O idealizador foi um baiano arretado que vive em Paris desde que lá chegou com um grupo de timbalada 31 anos atrás. Roberto Chaves é a estrela de Madeleine à Paris, documentário da também baiana Liliane Mutti. Através desse personagem queer e interreligioso, o filme procura descortinar uma série de sincretismos e dualidades: o catolicismo e a umbanda, o masculino e o feminino, o brasileiro e o francês, o carnal e o espiritual, o sacro e o profano. Há mesmo um participante que sustenta terem sido Jesus e Madalena, a santa pecadora, “duas liberdades que andavam juntas”.

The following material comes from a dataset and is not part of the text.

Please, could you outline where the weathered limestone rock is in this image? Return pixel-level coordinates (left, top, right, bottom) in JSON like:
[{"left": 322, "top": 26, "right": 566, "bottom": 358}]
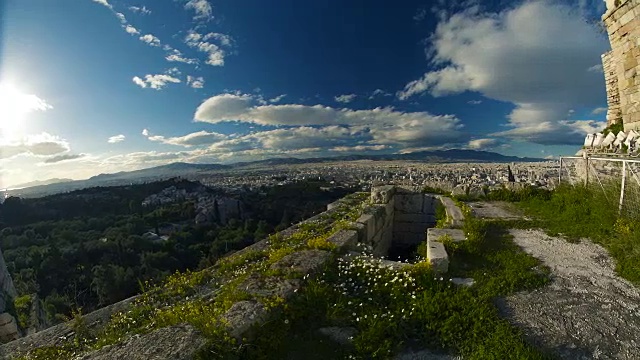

No dia a dia, Robertinho atua como animador do tradicional cabaré Paradis Latin. Nas férias, costuma voltar a Santo Amaro da Purificação, como mostra o filme em uma dessas oportunidades. Ali então ele revê parentes e velhos amigos, como Roberto Veloso, irmão de Caetano, e recarrega as baterias da espiritualidade no terreiro de um babalorixá gay que o trata como irmão.
O documentário tenta cobrir as várias atividades de Robertinho, mas o faz de maneira um tanto atabalhoada, sem o cuidado que o personagem merecia. A filmagem é bastante amadora e o roteiro/ montagem passa por cima de coisas importantes. O processo de estabelecimento de Roberto em Paris, ainda muito jovem, é um aspecto que justificaria um mínimo de aprofundamento. Mais grave ainda é o vácuo deixado entre o perfil pessoal de Robertinho e o evento de porte considerável que toma as ruas próximas à Madeleine a cada ano. Considerando que todo o filme aponta para esse grand finale, é frustrante que não saibamos como ele se concretiza e nem tenhamos um registro satisfatório da lavagem.
É importante ressaltar que, mesmo com esses senões de planejamento e esmero técnico, Madeleine à Paris desperta interesse por essa manifestação afro-brasileira na capital francesa. Ademais, Roberto Chaves é uma figura simpática, alheio a estrelismos, e que conserva uma franqueza e uma simplicidade cativantes. Às vezes é difícil decifrar sua fala veloz e dicção arrevesada, mas o carisma resta intacto.
>> Madeleine à Paris está nos cinemas.